1School of Civil & Environmental Engineering, University of New South Wales, Sydney, Australia
2Faculdade de Engenharia da Universidade do Porto, Porto, Portugal
3Department of Mathematics, Faculty of Science, King Abdulaziz University, P.O. Box 80203, Jeddah 21589, Saudi Arabia
4Institute of Mechanics and Advanced Materials, Cardiff School of Engineering, Cardiff University, UK
5Department of Aeronautics and Aerospace Engineering, Politecnico di Torino, Italy
6Department of Mathematics, Faculty of Science, Kafrelsheikh University, Kafr El-Sheikh 33516, Egypt

Received 25 September 2013; Revised 2 January 2014; Accepted 16 January 2014; Published 8 April 2014

Academic Editor: Hung Nguyen-Xuan

Copyright © 2014 S. Natarajan et al.
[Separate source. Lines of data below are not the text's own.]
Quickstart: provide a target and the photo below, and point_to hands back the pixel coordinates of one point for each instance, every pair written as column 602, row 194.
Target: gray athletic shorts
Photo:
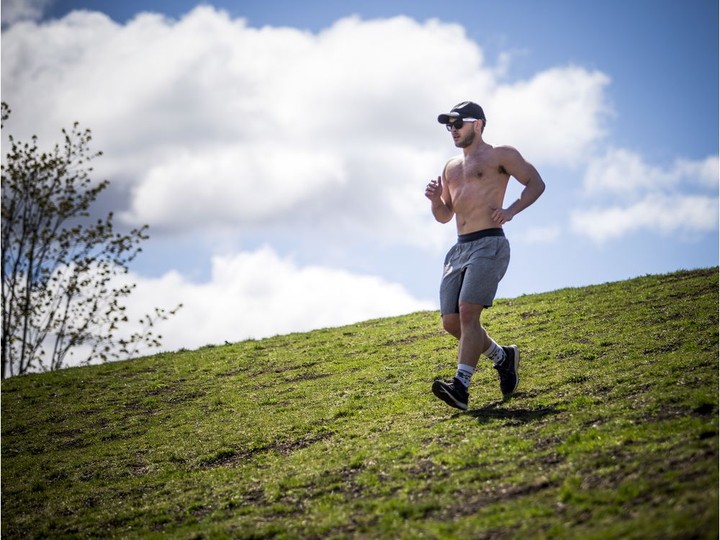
column 473, row 269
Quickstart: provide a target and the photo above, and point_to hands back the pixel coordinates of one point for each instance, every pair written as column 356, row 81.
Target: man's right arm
column 439, row 197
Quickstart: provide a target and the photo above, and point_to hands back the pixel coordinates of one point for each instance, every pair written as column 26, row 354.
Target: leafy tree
column 59, row 264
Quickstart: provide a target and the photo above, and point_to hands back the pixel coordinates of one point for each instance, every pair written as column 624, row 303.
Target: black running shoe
column 507, row 370
column 453, row 393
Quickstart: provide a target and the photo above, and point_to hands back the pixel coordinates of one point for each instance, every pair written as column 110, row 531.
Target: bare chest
column 475, row 172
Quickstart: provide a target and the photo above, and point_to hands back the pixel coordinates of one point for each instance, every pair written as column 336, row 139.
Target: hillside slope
column 334, row 433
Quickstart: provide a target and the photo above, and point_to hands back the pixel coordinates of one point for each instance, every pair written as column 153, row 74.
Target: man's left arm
column 525, row 173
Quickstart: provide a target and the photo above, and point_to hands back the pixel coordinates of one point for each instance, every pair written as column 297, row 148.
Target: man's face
column 464, row 135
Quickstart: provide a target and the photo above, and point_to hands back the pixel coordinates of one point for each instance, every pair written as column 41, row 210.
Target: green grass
column 613, row 432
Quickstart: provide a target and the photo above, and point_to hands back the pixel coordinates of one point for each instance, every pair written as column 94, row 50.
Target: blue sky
column 279, row 150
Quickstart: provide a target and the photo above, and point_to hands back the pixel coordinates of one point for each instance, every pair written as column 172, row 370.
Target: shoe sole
column 441, row 393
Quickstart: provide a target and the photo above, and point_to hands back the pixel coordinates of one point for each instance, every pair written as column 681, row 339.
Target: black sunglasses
column 457, row 124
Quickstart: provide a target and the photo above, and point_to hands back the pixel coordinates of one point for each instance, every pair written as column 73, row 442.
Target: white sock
column 495, row 352
column 464, row 374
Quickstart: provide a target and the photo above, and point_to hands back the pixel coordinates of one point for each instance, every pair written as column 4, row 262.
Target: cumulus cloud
column 623, row 172
column 23, row 10
column 637, row 196
column 657, row 213
column 259, row 294
column 209, row 121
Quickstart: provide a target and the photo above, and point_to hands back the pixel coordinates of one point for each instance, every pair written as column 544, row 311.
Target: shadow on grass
column 496, row 411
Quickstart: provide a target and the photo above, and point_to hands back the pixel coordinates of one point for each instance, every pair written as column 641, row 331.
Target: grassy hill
column 334, row 433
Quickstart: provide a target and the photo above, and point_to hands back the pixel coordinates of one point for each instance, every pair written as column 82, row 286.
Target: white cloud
column 655, row 213
column 210, row 121
column 625, row 173
column 14, row 11
column 557, row 115
column 538, row 235
column 639, row 196
column 260, row 294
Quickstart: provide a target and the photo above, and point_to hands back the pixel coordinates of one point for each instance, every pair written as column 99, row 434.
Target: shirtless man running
column 472, row 188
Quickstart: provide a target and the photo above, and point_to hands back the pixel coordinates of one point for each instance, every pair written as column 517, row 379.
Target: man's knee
column 469, row 314
column 451, row 324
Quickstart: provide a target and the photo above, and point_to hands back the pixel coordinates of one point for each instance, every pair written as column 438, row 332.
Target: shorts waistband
column 477, row 235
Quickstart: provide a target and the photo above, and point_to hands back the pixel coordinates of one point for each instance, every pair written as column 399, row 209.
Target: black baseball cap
column 466, row 109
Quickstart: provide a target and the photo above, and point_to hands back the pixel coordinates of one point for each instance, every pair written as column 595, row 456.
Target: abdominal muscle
column 474, row 202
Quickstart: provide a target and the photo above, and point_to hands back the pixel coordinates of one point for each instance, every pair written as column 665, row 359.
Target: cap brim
column 445, row 118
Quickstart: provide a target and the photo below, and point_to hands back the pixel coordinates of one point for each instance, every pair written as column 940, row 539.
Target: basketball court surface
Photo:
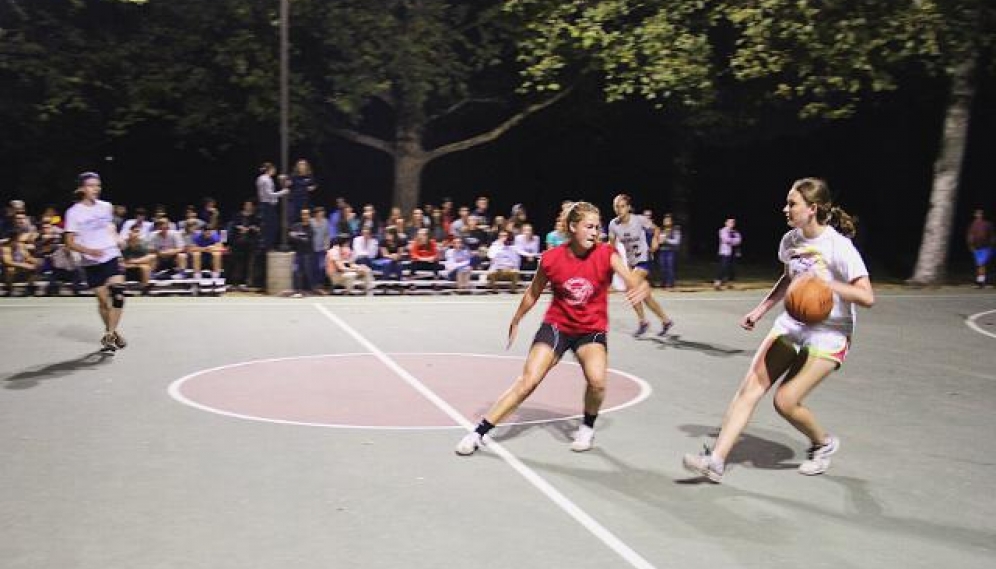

This is an open access article distributed under the Creative Commons Attribution License, which permits unrestricted use, distribution, and reproduction in any medium, provided the original work is properly cited.

Abstract

A cell-based smoothed finite element method with discrete shear gap technique is employed to study the static bending, free vibration, and mechanical and thermal buckling behaviour of functionally graded material (FGM) plates. The plate kinematics is based on the first-order shear deformation theory and the shear locking is suppressed by the discrete shear gap method. The shear correction factors are evaluated by employing the energy equivalence principle. The material property is assumed to be temperature dependent and graded only in the thickness direction. The effective properties are computed by using the Mori-Tanaka homogenization method. The accuracy of the present formulation is validated against available solutions. A systematic parametric study is carried out to examine the influence of the gradient index, the plate aspect ratio, skewness of the plate, and the boundary conditions on the global response of the FGM plates. The effect of a centrally located circular cutout on the global response is also studied.